Wisbit - April 2014
Doing “Serious Nothing”
How do you feel about being interrupted? I’m not good at it, so I was surprised and mildly horrified that so many of Jesus’ healings were interruptions in his day. He had somewhere to go and something to do, but then someone walked up to him and asked for help. I’m sure I would have been an impatient disciple standing next to him thinking, I so wanted to get to Capernaum by sundown! If Jesus had been as we are - strategic planners of time, often scheduling every moment of life--a lot of people would have remained diseased and blind.
So I’m thinking that Jesus must have had plenty of margin in his days. He could opt for Plan B if a living, breathing person needed him. He seemed to know that “one who moves too hurriedly misses the way” (Proverbs 19:2). I wonder: If we knew that the most important things we ever did would occur as a result of interruptions, how might we live differently?
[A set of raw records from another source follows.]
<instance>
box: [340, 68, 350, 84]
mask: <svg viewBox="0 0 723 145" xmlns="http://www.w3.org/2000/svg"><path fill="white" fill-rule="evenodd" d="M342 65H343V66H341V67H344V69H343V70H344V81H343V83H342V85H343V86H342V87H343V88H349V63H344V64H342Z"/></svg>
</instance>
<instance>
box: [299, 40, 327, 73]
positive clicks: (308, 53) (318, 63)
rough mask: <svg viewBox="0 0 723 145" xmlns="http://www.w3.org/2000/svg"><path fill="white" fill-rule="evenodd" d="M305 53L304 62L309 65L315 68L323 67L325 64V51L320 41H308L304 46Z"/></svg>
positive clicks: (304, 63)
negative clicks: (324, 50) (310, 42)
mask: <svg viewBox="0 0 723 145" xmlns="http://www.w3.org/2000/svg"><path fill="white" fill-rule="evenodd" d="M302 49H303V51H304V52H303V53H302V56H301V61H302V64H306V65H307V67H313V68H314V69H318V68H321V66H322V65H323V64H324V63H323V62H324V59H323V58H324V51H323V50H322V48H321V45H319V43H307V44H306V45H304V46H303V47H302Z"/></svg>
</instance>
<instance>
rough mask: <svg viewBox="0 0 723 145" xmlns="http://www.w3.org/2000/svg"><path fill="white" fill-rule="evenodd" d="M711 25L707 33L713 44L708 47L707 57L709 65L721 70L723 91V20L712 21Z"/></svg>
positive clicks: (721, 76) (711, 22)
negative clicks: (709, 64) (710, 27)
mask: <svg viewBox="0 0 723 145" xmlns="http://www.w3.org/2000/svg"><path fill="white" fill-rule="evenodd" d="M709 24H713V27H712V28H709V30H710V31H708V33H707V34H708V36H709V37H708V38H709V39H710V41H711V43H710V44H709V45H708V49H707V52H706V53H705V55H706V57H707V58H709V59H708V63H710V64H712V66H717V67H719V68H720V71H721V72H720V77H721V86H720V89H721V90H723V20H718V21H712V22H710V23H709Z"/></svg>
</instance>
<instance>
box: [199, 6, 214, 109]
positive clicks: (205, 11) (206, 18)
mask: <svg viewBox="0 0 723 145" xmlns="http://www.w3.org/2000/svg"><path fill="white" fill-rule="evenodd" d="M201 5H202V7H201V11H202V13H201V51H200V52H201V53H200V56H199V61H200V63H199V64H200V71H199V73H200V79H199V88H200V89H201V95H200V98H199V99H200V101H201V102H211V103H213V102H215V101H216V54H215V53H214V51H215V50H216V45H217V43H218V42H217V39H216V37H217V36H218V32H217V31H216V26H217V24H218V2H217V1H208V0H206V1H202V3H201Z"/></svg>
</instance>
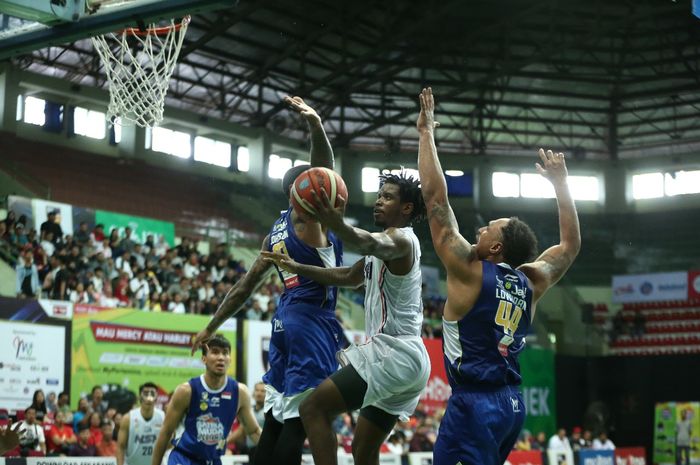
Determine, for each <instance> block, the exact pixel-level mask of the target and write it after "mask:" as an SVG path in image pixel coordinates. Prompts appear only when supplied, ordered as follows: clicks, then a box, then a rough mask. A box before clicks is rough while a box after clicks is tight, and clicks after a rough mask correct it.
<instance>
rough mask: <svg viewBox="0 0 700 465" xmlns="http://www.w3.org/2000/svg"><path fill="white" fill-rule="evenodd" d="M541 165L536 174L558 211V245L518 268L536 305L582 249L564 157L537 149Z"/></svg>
mask: <svg viewBox="0 0 700 465" xmlns="http://www.w3.org/2000/svg"><path fill="white" fill-rule="evenodd" d="M539 155H540V159H541V160H542V165H540V164H539V163H537V164H536V167H537V171H538V172H539V173H540V174H541V175H542V176H544V177H545V178H547V179H548V180H549V181H550V182H551V183H552V185H553V186H554V192H555V193H556V196H557V206H558V209H559V244H557V245H554V246H552V247H550V248H549V249H547V250H545V251H544V252H543V253H542V255H540V256H539V257H538V258H537V260H535V261H534V262H532V263H525V264H524V265H521V266H520V268H519V269H520V270H522V271H523V272H524V273H525V274H526V275H527V277H528V278H529V279H530V281H531V282H532V285H533V290H534V300H535V302H536V301H537V300H539V299H540V297H542V295H543V294H544V293H545V292H547V289H549V288H550V287H552V286H553V285H554V284H556V283H557V281H559V280H560V279H561V277H562V276H564V273H565V272H566V270H568V269H569V267H570V266H571V264H572V263H573V262H574V259H575V258H576V256H577V255H578V252H579V250H580V249H581V230H580V228H579V224H578V214H577V213H576V205H575V204H574V199H573V197H571V192H570V191H569V185H568V183H567V177H568V172H567V170H566V162H565V161H564V154H563V153H553V152H552V151H551V150H547V152H546V153H545V151H544V150H542V149H540V151H539Z"/></svg>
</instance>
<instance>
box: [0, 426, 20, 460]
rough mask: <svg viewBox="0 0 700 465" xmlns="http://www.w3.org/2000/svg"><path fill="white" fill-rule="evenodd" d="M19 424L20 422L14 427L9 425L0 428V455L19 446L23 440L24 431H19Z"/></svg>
mask: <svg viewBox="0 0 700 465" xmlns="http://www.w3.org/2000/svg"><path fill="white" fill-rule="evenodd" d="M21 424H22V423H21V422H17V423H15V424H14V425H13V424H12V423H10V424H9V425H8V426H7V427H6V428H0V455H3V454H5V453H6V452H8V451H11V450H12V449H14V448H15V447H17V446H19V441H20V439H23V438H24V435H25V434H26V430H22V431H20V430H19V427H20V426H21Z"/></svg>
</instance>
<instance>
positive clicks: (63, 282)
mask: <svg viewBox="0 0 700 465" xmlns="http://www.w3.org/2000/svg"><path fill="white" fill-rule="evenodd" d="M50 263H51V271H50V272H49V274H48V276H49V277H50V286H49V299H53V300H67V299H68V273H67V272H66V270H65V268H64V265H63V258H62V257H59V256H57V255H54V256H52V257H51V259H50Z"/></svg>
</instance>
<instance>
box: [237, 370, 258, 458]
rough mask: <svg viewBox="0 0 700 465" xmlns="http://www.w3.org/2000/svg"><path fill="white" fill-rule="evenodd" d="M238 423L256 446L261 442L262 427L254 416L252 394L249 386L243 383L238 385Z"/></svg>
mask: <svg viewBox="0 0 700 465" xmlns="http://www.w3.org/2000/svg"><path fill="white" fill-rule="evenodd" d="M237 415H238V422H239V423H240V424H241V428H242V429H243V430H244V431H245V434H246V435H247V436H250V439H252V440H253V442H254V443H255V444H257V443H258V441H259V440H260V433H261V432H262V430H261V429H260V425H258V421H257V420H256V419H255V415H253V407H252V406H251V404H250V392H249V391H248V386H246V385H245V384H243V383H238V413H237Z"/></svg>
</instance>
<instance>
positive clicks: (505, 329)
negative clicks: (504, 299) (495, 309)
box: [496, 300, 523, 336]
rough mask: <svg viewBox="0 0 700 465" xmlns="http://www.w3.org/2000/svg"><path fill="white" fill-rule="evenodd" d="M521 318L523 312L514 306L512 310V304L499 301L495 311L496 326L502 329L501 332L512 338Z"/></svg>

Even the apostle Paul who accomplished so much in his adventurous life of shipwrecks, riots and long teaching stints understood the need for being able to live life in the not-so-fast lane: “I want you to have all the time you need to make this offering in your own way. I don’t want anything forced or hurried at the last minute” (2 Corinthians 9:5 The Message).
What has helped me most to slow down and have margin has been practicing sabbath—a day, or part of a day, or even an hour with nothing I had to do and nowhere I had to be. No agenda, no pressure. I started this years ago when I’d been speaking more often and saw I began hating the thought of going to an airport. But no matter how well I planned for it, it was still difficult.
So a wise friend advised me that I would need to insert moments of “serious nothing” throughout my life. She understood that I wouldn’t be able to move at a hundred miles per hour and then stop on a dime for a day off. It’s tough to truly relax for even a few moments if our schedule is jam-packed. We are still twitching, so to speak. (That’s why some people need a two week vacation. They spend the first week relearning how to relax.) My friend’s phrase “serious nothing” was so much fun to say aloud that I would laugh and say to myself, “Now for a little time of serious nothing.” That slowed me down.
A life of sabbath, pauses and margins creates a stillness inside us that infuses our thoughts and even our conversation with others. Others pick up our peacefulness and enjoy being around us. We look deeply at them. We see them. We hear what they say. They are real people, not just interruptions.
Grace and peace,
© Jan Johnson excerpted and adapted from chapter 7 of Abundant Simplicity.